Впрочем, пора вернуться к делам и темам несемейным.
За привычными мыслями о сыне мелькнула другая, косвенно связанная с утренней аудиенцией. Что-то в кваканье Мишкольца мне запомнилось, засело в мозгу. Ах да, кошки и собаки… Всё началось с того, что в том городишке не осталось кошек и собак, так? Видимо, они вспомнились мне потому, что сочинительство Готфрида непременно бы их распугало, от таких звуков бежать хочу даже я. Я вообще не ценитель музыки; из всех искусств более-менее близка мне одна живопись, игра фактур и красок в которой ярка, как жизнь. Так или иначе, смутно встревоженный непонятно чем, я в ту ночь плохо спал, много думал о всяких потусторонних глупостях и наутро постарался поскорее уйти в земные дела.

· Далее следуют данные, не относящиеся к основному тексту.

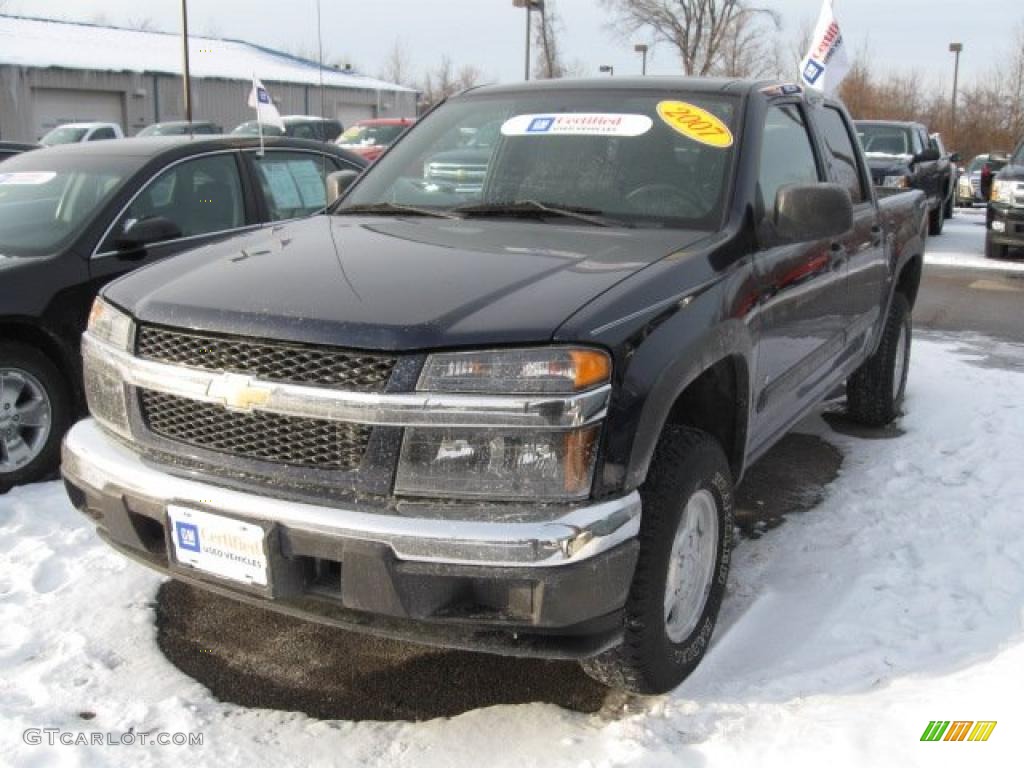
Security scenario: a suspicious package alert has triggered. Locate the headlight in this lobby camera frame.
[395,347,611,501]
[419,347,611,394]
[991,179,1015,205]
[87,297,131,352]
[395,426,600,501]
[82,299,132,438]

Следующие несколько недель разговоры о вампирах не прокрадывались под своды Хофбурга и Шёнбрунна. По крайней мере, императрица, видимо, понимая, что мне как учёному смешны эти пересуды, избегала их, и я был крайне благодарен. Нам и так хватало тем для обсуждения, начиная от очередного конфликта с венскими евреями и заканчивая полным нежеланием её величества в угоду собственному желудку хоть ненадолго, на полмесяца, отказаться от жирных супов и отбивных. В вопросах питания императрица – всё-таки невыносимая эпикурейка, и наша война, длящаяся десятый год, похоже, никогда не кончится. Насколько послушен её муж, настолько непобедима она, тайком от меня лакомящаяся то засахаренными фиалками, то мясным пирогом на пиве.
Мне напомнили о Каменной Горке только в феврале, и то было странное напоминание. В конце утренней аудиенции, отведя меня в сторону от прочих собравшихся в зале, её величество спросила вроде бы небрежно:
– Что, доктор, не забыли, как герр Мишкольц пугал нас сказками своего городка?

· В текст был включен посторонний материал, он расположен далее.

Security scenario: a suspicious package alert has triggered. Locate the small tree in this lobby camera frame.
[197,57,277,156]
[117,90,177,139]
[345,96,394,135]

– Вне всякого сомнения, – подтвердил я, созерцая носки своих туфель и стараясь не выдать желчной иронии. – Как он, ещё воюет с вампирами и священниками?
Императрица кивнула, задумчиво опуская на подоконник свою по локоть обнажённую полную руку. Она выглядела рассеянной, и я не мог не отметить скверной перемены в цвете её лица, которая не укрылась даже под слоем белил и румян. Она тревожилась. О чём?

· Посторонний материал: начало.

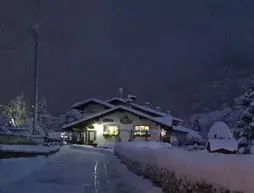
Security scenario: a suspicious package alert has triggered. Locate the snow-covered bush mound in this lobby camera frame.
[115,142,254,193]
[208,122,232,139]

– С той беседы я получала от него письма трижды, – продолжила она. – Люди в Каменной Горке за время его отъезда вскрыли несколько могил и сожгли, обезглавив, ещё девять трупов сограждан. Якобы те восстали и, если бы не это… аутодафе, в вампиров обратились бы все местные покойники: заразились бы через кладбищенскую землю. Солдатам не удалось остановить надругательство… И это не всё.
Я невольно присвистнул, забыв, насколько мальчишеский этот звук и насколько неуместный. Впрочем, императрицу он слегка позабавил, она улыбнулась. «Хотя бы вы в недурном расположении духа, – читалось на её лице. – Но это ненадолго».
– Что же ещё?..
– Была вспышка смертей среди молодых горожан. Такое, конечно, случается, но для столь короткого срока цифра великовата, намного больше, чем прежде и чем в среднем по области. К одному из писем герр Мишкольц приложил заключения местных врачей; он пожелал дать мне понять, что ситуация объяснима и под контролем, однако… меня насторожили те бумаги. Я хочу, чтобы вы изучили их. Сможете забрать их в приёмной, они ждут вас у герра Крейцера. Настоятельно прошу не затягивать.